Does it knock Phoenix out of the playoff bracket for good? It's no lock, not with the team's improving schedule, but it doesn't help. Trading efficient team-leading scorers midstream rarely adds to those postseason odds. And in reality, the savings from this deal aren't too blinding. All the $3 million from Orlando will do is pay a little more than the difference between Richardson's and Carter's contracts. Carter's $18 million non-guaranteed deal for 2011-12 is a nice trading chip, but the league has quite a few of those expiring deals floating around to trade, and the Suns (even if they do decide to try and move Carter for more help for Steve Nash) don't exactly have the best track record when it comes to adding more salary, as we saw last summer when they dealt for Turkoglu.

What Phoenix decides to do with Steve Nash will be the story of the winter, possibly the spring, maybe the summer, or even early fall (if the NBA lockout goes on for that long). Trading Phoenix's beloved Sun could cause riots in the high street down in Arizona, but the Suns probably do have to own up to their long series of bum moves (with a lot of bad luck thrown in) as they tried to surround Nash with a championship core through the decade. For now, they probably don't even know what they want to do.

For Washington, the motivation is simple. They don't have to pay Gilbert Arenas $20.8 in 2013 and don't have to pay Gilbert Arenas $22.3 million in 2014. Rashard Lewis makes about as much as Gilbert from here until 2012, but his cash in 2012-13 isn't fully guaranteed (if the Wizards cut him outright before the season starts, he'll make just $10 million out of a possible $22 million; though if they keep him around incentives could pump that guarantee up a few more million), and the floundering Wizards had no use for someone like Gil who shot a lot to score a lot.

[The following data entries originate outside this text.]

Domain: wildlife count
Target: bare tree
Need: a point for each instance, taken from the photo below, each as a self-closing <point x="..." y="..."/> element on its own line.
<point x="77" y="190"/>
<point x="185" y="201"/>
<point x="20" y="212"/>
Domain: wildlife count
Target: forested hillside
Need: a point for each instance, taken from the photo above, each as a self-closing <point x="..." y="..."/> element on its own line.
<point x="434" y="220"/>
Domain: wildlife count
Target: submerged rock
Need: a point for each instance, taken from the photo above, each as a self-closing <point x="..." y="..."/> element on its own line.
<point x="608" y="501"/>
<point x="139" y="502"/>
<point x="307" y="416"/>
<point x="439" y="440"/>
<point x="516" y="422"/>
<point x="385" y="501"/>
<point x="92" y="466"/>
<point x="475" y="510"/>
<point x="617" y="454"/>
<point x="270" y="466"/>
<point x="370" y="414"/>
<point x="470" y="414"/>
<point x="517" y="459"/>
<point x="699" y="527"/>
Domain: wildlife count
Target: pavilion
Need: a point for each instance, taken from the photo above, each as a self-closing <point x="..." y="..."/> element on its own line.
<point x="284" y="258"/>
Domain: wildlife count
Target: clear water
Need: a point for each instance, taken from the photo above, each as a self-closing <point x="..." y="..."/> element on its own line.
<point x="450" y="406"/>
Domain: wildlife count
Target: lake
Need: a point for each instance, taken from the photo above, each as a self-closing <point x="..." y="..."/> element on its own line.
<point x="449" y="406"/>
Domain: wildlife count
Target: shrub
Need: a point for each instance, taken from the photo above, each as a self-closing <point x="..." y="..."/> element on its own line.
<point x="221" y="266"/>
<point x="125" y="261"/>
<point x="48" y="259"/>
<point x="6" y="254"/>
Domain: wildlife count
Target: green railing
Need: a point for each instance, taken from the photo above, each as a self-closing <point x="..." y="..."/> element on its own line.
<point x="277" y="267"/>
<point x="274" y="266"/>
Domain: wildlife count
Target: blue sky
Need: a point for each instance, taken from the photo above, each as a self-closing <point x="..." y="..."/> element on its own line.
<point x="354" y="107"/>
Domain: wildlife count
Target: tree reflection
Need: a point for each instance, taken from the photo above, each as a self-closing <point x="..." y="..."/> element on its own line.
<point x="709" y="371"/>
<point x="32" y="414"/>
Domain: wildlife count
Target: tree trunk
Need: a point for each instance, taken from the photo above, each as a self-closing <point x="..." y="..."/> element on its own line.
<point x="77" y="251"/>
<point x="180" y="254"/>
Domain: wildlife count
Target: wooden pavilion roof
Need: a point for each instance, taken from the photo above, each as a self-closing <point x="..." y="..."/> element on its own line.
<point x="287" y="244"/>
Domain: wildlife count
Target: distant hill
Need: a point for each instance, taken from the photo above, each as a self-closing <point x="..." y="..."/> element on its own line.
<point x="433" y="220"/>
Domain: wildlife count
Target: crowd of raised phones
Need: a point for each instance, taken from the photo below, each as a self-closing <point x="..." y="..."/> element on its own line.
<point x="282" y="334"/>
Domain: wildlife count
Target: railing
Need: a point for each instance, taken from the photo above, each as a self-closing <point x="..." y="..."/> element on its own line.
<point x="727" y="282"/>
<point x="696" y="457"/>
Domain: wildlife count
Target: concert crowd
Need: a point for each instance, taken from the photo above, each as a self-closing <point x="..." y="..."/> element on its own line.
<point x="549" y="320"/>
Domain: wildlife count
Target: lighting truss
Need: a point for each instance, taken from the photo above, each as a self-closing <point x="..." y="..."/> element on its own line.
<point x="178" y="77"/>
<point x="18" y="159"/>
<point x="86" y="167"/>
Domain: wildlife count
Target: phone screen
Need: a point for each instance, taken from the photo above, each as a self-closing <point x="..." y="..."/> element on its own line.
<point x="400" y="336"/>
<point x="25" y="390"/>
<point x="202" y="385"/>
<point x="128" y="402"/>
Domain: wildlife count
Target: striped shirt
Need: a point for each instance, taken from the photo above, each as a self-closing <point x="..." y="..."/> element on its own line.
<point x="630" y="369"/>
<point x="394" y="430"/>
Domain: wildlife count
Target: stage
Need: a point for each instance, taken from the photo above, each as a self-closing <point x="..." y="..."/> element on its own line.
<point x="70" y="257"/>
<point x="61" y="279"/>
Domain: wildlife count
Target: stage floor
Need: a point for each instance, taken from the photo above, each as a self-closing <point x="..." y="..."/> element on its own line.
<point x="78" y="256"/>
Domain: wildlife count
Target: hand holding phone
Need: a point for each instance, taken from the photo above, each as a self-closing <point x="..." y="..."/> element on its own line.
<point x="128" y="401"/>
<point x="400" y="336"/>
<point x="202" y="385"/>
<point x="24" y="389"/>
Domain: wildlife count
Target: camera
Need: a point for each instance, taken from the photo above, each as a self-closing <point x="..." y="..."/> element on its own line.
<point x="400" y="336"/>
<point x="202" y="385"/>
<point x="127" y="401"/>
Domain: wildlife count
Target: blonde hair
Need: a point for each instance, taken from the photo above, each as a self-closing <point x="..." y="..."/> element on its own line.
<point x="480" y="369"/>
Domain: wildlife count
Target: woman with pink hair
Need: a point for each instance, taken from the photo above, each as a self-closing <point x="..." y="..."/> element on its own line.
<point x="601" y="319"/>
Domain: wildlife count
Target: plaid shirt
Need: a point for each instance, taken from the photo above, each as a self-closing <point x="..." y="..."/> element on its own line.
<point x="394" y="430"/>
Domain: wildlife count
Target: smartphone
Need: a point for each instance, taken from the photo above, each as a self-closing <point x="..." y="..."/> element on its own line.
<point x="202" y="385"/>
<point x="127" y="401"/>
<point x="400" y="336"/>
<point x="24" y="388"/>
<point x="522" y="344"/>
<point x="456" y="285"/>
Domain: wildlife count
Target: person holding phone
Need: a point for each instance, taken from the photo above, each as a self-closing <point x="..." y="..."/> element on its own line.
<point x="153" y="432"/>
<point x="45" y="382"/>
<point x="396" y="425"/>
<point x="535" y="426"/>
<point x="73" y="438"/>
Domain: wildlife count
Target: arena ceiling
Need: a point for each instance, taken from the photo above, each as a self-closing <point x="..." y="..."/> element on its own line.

This is Orlando's move, though, meant to give coach Stan Van Gundy more rotation options, payroll be damned. Despite the fact that the team plays in a smaller market, owner Rich DeVos has given Otis Smith blank check status for years, and he's gone to town with it. The problem is that the team's two cornerstones (Howard and point guard Jameer Nelson) were still drafted by former GM John Weisbrod (who, it should be pointed out, was terrible in every other regard). And Van Gundy has this team overachieving through the years only after the Magic were lucky enough to see the Smith-hired Billy Donovan chicken out after agreeing to coach the team in 2007.

Howard is mindful about all of this, and while the "can-these-deals-bring-Orlando-a-championship" question should be the first thing on everyone's lips initially, the real story here is the group's last chance at making Howard happy. Because this team is capped-out and bereft of trading chips after this deal, unless it decides to give up on Richardson this February at the trade deadline. With Gortat gone and Carter's expiring deal somewhere else, the Magic have cashed in on what they had to deal, and this is the payoff.

Jason Richardson, Hedo Turkoglu and Gilbert Arenas. There's a lot of offense in that sentence, and the Magic need offense.

But it hardly guarantees them championship contender status again. And it certainly shouldn't have Dwight Howard counting the days until he can sign his next contract extension.